Until the middle of the 20th century, addicts were usually shunned by the public or incarcerated in prisons or mental institutions. To some degree, modern attitudes have not changed: many people avoid or ignore homeless addicts on the streets of U.S. cities. Others view addiction and the deterioration that accompanies it as behavioral aberrations that should be addressed with cognitive techniques administered through widely available social programs. Still others, increasing numbers of laypeople and professionals alike, have come to regard addiction as an illness. These differing attitudes are reflected in present-day disagreements over whether illegal drug use is best addressed with criminal, behavioral, or medical measures or a combination of all three.
Since the 18th century, three models of addiction have emerged to explain the basis of addiction and to guide treatment strategies to address it: the moral model, the disease model, and the choice model. The disease model has received the most widespread acceptance in modern times, although many continue to support aspects of the moral and choice models.

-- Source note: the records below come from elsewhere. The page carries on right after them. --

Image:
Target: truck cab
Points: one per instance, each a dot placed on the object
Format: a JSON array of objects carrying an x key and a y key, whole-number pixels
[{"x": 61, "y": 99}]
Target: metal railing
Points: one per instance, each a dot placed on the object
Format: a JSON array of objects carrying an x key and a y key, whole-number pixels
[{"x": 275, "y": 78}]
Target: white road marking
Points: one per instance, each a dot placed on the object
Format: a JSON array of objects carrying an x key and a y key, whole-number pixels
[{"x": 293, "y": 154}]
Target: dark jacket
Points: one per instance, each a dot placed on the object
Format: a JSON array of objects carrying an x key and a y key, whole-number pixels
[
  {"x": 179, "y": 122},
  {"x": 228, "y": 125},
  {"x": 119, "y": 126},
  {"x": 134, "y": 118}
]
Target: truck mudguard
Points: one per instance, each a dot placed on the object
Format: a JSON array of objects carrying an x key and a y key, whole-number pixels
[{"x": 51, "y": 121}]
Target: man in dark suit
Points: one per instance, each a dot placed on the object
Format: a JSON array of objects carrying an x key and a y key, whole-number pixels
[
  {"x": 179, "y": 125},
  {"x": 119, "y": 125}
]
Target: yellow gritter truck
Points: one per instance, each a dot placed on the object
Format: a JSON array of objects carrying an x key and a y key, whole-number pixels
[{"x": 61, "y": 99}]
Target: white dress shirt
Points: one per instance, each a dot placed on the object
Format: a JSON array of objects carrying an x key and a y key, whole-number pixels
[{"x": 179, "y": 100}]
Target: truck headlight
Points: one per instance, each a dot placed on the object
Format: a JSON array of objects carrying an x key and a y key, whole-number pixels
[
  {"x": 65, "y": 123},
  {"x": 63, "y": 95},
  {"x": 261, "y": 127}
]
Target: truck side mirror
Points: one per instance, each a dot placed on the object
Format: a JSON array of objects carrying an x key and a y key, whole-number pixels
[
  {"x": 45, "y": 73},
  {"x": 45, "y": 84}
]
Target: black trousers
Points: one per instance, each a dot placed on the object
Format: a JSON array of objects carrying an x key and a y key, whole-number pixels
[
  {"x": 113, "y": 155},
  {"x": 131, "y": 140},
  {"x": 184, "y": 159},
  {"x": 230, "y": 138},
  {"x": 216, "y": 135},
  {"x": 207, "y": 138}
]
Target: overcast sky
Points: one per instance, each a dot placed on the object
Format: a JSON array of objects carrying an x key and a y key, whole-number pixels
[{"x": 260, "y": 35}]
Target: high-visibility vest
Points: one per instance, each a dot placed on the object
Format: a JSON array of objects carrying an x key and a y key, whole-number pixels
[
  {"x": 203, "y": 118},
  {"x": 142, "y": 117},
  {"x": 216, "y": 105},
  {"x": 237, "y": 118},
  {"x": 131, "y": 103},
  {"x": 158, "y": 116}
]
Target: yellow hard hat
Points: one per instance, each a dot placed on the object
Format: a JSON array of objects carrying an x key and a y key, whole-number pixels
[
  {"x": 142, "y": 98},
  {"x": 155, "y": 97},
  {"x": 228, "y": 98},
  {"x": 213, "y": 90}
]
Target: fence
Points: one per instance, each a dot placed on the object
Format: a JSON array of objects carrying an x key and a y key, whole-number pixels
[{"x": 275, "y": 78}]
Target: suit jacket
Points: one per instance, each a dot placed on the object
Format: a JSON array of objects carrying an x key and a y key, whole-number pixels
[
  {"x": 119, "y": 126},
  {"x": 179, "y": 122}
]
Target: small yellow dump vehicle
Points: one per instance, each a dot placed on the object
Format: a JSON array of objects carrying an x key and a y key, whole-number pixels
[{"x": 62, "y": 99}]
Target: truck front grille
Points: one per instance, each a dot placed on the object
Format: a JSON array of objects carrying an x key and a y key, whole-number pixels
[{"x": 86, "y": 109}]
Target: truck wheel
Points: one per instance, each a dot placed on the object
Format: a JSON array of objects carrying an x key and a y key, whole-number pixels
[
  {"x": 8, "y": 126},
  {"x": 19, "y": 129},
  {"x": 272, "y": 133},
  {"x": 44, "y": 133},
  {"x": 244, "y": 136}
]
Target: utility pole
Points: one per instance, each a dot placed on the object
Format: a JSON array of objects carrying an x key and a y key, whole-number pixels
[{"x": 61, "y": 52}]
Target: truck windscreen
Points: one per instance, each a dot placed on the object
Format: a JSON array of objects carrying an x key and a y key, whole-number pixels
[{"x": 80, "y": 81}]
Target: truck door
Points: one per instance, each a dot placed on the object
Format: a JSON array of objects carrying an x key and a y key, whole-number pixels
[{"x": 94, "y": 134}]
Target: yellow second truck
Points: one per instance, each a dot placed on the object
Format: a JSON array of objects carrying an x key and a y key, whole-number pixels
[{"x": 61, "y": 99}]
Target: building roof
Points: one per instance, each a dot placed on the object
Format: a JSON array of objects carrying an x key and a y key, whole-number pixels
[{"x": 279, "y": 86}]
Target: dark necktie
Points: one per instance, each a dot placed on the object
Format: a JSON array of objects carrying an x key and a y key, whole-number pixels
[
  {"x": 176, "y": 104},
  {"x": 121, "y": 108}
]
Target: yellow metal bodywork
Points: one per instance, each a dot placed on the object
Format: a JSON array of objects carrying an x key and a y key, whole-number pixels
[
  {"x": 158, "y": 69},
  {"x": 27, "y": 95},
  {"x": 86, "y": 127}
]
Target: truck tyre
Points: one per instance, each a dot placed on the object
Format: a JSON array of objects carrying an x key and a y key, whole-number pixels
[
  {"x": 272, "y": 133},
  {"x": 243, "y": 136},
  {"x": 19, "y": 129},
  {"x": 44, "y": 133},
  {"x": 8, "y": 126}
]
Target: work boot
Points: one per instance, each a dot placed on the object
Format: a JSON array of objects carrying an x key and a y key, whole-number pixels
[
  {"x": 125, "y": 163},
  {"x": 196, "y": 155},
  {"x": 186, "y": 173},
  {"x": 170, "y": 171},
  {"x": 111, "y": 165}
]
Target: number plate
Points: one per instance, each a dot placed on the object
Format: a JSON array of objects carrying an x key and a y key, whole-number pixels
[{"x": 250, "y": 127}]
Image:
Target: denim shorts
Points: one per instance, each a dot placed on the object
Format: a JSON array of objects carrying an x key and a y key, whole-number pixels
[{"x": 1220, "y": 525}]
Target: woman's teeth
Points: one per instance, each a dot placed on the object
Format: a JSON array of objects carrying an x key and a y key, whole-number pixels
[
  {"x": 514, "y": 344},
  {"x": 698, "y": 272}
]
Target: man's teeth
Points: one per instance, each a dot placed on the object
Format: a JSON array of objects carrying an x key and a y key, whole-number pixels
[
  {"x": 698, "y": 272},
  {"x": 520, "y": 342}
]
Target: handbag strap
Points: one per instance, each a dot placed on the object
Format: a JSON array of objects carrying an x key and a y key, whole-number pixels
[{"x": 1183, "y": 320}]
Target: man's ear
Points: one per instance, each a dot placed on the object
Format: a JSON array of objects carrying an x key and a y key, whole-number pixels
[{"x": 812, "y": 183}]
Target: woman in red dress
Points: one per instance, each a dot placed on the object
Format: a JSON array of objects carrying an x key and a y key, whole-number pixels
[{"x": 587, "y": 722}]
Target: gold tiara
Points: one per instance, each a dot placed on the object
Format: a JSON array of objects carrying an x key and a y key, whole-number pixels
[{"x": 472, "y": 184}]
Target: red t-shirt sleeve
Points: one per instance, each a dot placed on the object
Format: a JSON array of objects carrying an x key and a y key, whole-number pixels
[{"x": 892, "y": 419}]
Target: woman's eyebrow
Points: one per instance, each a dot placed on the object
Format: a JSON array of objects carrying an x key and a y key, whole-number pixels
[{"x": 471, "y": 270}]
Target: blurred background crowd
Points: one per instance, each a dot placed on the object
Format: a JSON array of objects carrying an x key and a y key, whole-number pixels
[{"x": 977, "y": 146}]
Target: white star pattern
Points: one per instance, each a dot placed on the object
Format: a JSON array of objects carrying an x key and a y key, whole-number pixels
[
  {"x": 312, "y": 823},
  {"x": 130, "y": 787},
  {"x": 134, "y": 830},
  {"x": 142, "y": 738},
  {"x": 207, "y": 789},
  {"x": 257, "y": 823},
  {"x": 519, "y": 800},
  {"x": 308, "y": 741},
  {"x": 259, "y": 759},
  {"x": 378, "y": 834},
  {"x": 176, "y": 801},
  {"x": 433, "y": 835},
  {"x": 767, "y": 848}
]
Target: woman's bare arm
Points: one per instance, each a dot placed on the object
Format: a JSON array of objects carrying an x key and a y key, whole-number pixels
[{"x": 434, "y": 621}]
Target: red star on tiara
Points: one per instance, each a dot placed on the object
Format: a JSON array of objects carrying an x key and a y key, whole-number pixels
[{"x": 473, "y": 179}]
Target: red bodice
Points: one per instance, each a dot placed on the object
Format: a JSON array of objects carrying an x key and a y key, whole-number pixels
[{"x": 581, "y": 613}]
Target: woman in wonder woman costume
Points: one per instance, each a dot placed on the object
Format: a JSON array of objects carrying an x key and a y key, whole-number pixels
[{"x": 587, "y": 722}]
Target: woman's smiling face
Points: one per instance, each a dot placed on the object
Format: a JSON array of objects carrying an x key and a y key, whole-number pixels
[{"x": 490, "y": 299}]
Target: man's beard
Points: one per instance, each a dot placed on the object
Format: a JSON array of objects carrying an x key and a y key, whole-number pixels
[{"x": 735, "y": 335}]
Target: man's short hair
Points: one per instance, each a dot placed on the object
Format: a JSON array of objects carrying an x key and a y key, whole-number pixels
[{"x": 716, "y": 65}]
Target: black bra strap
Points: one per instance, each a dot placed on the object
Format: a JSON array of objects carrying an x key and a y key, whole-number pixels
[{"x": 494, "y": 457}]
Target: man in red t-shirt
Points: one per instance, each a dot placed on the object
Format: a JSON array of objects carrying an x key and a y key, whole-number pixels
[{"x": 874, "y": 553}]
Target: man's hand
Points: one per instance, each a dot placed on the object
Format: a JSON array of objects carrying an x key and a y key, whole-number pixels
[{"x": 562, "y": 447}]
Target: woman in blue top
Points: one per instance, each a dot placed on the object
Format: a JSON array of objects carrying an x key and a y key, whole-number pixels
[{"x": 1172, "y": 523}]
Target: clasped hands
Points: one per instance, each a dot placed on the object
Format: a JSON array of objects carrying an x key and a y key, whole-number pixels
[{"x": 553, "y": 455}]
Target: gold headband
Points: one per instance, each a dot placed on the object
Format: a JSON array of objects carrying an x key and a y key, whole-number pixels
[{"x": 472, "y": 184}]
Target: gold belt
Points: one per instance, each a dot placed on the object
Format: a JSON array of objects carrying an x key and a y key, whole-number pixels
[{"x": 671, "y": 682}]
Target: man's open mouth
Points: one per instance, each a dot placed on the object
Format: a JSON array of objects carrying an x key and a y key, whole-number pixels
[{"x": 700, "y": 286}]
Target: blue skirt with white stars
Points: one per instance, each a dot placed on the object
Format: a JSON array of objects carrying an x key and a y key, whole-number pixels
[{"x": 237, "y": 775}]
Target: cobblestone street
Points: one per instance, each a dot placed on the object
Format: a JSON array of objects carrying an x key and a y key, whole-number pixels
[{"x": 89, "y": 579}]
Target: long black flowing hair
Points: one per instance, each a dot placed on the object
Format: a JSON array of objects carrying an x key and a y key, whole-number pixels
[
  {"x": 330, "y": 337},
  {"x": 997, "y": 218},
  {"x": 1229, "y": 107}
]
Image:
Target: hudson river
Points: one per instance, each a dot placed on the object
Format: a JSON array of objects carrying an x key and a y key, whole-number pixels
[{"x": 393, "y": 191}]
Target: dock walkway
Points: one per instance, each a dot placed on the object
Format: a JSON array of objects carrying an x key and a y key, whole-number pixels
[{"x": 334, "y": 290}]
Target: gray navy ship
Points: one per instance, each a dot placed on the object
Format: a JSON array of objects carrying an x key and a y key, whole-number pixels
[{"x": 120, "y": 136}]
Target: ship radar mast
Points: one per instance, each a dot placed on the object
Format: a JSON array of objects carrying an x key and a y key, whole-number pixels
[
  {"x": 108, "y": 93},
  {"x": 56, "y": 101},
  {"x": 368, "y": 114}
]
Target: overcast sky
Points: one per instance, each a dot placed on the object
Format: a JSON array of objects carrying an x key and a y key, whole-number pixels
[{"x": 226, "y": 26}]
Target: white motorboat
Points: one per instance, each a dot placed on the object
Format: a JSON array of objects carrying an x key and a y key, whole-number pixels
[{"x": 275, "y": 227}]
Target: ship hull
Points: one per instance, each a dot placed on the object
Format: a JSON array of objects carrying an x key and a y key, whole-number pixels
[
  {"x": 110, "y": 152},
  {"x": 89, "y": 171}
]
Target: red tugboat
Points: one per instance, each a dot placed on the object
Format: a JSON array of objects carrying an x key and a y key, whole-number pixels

Today, as accumulating data and brain-imaging studies reveal more about how addictions start and ultimately affect the brain's neurochemistry, the disease model has become widely accepted. The American Medical Association declared addiction a disease in 1956; the National Institute on Drug Abuse defines it as a progressive, chronic, relapsing—and treatable—brain disease; and organizations such as the American Psychiatric Association, the American Psychological Association, the American Society of Addiction Medicine, and the National Council on Alcoholism concur. They agree that although underlying physical or mental illness, genetics, and environmental factors coalesce in complex ways in the development of addiction, almost anyone can become addicted when compulsive behaviors or substance abuse continue long enough. In many people, especially those with a genetic predisposition, brains repeatedly exposed to the addictive substance undergo changes that leave users incapable of making the rational judgments needed to moderate addictive behavior, and so the disease worsens. Fortunately, some of the newer medications that target addiction-related neurochemistry in some cases can help restore the brain to normal functioning and reduce or eliminate craving, a major threat to recovery.